From February 18 to April 5, 2015 (the Lenten season’s 46 days), I did not drink coffee or alcoholic beverages. I wasn’t so rigorous as to avoid caffeine entirely (I enjoyed an occasional cup of tea) or all mood-altering chemicals (I consumed sugar, which certainly counts), but my morning and evening consumption rituals were very much different.
I was pretty informal about my observations: simply noting in my journal when I noticed or felt something interesting. (For the next experiment, I’ll try to keep a more meticulous log.)

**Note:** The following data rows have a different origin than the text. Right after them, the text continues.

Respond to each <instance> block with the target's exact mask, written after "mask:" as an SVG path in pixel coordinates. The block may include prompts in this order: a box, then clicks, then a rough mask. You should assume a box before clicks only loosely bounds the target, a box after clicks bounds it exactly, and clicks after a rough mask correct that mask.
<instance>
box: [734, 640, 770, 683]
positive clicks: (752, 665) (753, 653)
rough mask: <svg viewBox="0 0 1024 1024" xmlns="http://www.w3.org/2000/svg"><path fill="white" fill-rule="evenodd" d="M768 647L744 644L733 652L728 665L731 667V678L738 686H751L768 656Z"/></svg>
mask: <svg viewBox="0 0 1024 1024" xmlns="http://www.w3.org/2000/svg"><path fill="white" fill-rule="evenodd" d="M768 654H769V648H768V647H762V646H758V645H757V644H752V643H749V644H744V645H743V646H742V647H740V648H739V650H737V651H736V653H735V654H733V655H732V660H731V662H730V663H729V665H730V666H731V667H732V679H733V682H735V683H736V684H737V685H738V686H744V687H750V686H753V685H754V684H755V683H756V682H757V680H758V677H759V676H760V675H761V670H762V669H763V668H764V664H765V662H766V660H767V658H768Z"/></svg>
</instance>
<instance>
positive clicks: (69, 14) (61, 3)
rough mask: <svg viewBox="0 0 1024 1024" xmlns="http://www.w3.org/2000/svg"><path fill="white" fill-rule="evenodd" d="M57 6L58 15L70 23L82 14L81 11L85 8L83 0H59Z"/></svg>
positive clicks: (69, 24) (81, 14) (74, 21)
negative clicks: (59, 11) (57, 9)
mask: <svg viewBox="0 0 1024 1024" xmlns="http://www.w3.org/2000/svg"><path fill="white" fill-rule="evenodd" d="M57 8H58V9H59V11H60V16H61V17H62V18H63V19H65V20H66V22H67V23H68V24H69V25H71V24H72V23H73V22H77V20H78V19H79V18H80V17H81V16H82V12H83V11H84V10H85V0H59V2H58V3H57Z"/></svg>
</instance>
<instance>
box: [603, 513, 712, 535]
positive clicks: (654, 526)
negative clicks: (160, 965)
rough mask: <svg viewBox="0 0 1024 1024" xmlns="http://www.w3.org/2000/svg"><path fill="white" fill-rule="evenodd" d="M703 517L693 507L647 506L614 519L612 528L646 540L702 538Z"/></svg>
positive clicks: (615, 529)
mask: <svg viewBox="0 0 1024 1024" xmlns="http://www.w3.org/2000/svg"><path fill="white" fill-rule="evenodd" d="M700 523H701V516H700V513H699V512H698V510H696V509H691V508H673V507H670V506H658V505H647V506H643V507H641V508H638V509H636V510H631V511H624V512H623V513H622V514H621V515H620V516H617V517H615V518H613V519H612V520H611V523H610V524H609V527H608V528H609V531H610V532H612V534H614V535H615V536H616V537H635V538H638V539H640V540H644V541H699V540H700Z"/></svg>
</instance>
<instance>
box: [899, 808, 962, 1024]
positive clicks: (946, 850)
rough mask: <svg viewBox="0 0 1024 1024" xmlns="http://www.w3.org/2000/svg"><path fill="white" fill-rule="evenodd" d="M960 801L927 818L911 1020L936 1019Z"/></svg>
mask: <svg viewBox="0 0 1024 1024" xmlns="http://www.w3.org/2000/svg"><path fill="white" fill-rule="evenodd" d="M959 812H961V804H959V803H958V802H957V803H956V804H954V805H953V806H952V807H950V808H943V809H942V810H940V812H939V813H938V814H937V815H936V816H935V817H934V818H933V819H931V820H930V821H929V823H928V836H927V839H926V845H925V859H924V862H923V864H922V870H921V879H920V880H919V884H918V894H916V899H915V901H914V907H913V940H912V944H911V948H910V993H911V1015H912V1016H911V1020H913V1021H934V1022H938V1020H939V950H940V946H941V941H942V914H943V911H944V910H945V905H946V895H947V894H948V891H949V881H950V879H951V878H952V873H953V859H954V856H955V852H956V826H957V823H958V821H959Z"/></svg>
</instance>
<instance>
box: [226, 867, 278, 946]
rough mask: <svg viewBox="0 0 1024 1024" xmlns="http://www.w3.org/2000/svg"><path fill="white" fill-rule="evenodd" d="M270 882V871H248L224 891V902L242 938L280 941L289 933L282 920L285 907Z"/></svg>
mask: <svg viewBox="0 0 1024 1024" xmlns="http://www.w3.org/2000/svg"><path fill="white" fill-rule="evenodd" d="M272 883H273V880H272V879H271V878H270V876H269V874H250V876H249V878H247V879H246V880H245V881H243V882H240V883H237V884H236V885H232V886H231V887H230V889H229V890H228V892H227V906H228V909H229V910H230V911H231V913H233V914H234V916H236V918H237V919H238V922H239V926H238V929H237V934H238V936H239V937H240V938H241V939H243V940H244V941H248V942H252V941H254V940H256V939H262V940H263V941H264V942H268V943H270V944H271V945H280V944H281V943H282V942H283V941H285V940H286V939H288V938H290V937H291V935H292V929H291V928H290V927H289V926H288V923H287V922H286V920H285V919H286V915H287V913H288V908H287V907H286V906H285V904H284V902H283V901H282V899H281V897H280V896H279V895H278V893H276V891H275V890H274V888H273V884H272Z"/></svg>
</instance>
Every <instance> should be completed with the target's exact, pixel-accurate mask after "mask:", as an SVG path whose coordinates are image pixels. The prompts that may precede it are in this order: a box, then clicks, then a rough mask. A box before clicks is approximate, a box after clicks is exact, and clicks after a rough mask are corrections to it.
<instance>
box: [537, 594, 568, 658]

A few days in (Feb 21), I noticed that what I missed about alcohol wasn’t so much its chemical effects, but its symbolic significance:
During the workday, I catch myself sometimes thinking “Man, this is hard, I can’t wait to have a drink tonight.” Perhaps I never noticed before because the thought would come an go, without being interrupted by the follow-up “Damn, I can’t have a drink tonight.” But in many ways it’s easier not drinking. Before, I would be tortured around 4pm: should I have one of those beers in the office fridge, or not? Now, it’s not even worth thinking about. “Not for me” is a powerful thought. It clears up all sorts of ethical quandaries.
Two weeks in (March 5), things were a bit more difficult:
This was definite harder than the first week, not least because it was a rough week at work.
But just a few days later, I noticed some positive effects:
I have more energy in the afternoons (no coffee crash) and evening (no wine crash).
The following three weeks went pretty smoothly, and by day 46, I didn’t particularly crave coffee or alcohol. That said, upon completion of the experiment, I did go back to my morning coffee and a drink with dinner most evenings. But at least I had a greater appreciation of what they really meant to me, and their cost in energy.